SQL Checkpoint Scaling Observations
A recap on what a checkpoint does
Essentially a checkpoint operation writes dirty pages to disk. This speeds up any crash recovery. If a checkpoint did not happen then all transactions since the last persisted state of the database would need to be applied to pages in memory. With a checkpoint a much smaller portion of the transaction log is needed to move the pages in memory into the correct state.
Once a page has hardened to disk it is no longer necessary as far as constancy is concerned to keep the transaction log record. Other operations may still need to stop the transaction log from truncating such as full recovery mode prior to a transaction log backup but on a vanilla setup using the simple recovery model a checkpoint will also truncate the transaction log.
It should be noted that truncating a transaction log does not actually truncate it, just marks it as inactive.

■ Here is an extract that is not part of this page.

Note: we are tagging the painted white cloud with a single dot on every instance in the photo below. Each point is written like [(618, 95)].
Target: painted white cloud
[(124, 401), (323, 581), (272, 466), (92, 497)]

This can be seen with trace flag 2537
/*Using Simple recovery model this will show just the 3 checkpoint records*/
CHECKPOINT
SELECT * FROM fn_dblog (NULL, NULL);
/*Using trace flag 2537 shows the inactive portions of the log as well*/
DBCC TRACEON (2537);
SELECT * FROM fn_dblog (NULL, NULL);
DBCC TRACEOFF (2537);
In SQL page writes are asynchronous operations so will always happen in the background, usually by a checkpoint but also can be performed by other processes such as the lazy writer.
Scaling Observations
A checkpoint will perform a full scan of the memory and look for dirty pages to write to disk. With servers with not many pages in the buffer pool then this is a trivial operation. However, with servers increasingly being able to handle greater and greater amounts of memory with single large or multi-tenant database the impact of this can start to be seen.
To test the impact of this memory scan several servers were spun up in Azure to measure the time it takes to look though the buffer pool memory for dirty pages.
To view the timings a checkpoint was issued on a database using simple recovery model and then the transaction log viewed to see the time it took to complete the checkpoint. The buffers were then filled to see how much longer it took when the checkpoint needed to scan though the memory.
(The simple recovery model was used only so it was easier to view the results from the transaction log. it should make no real impact on the scan of the buffer pool)
The databases had no activity apart from default background processes at the point the checkpoint was issued. This was to rule out any IO or latching that may have interfered with the results.
The following code will perform a checkpoint then check the log for the timings
CHECKPOINT
SELECT [Checkpoint Begin], [Checkpoint End], * FROM fn_dblog (NULL, NULL);
Using Azure on a D 14 with nothing in memory a checkpoint took ~40ms
A D14 with ~100GB of cache full took around ~400ms
To increase the memory to see if this was a linear performance hit as the amount of memory was increased and the test repeated on a G4
With a full cache of ~200GB it took ~700ms
This suggests that scaling up to say a 2TB server a checkpoint could take anything up to nearly 8 seconds, before any other impact from checkpointing on a live box is taken into account.
However there is a way to stop SQL from performing this memory scan. In SQL 2012 indirect checkpoints were introduced. While a checkpoint generally runs every 60 seconds and scans all pages in memory an indirect checkpoint will keep track of the pages it needs to flush and flush them when it hits the time to do so. So for example if an indirect checkpoint was set to 60 seconds individual pages would be flushed around 60 seconds after they were made dirty. This will affect the nature of IO as it will move from a big hit every 60 seconds to small hits as pages change. Checkpoints will no longer be used and so the scan of all the pages in the buffer will be stopped.
On servers with a large amount of memory it makes sense to turn indirect checkpoints on, however, with any change to how SQL Server talks to its resources the impact must be tested to make sure in saving memory scans the IO is not adversely affected. If the IO subsystem is not optimized to handle the new nature of page writes then a new bottleneck could be introduced into the system.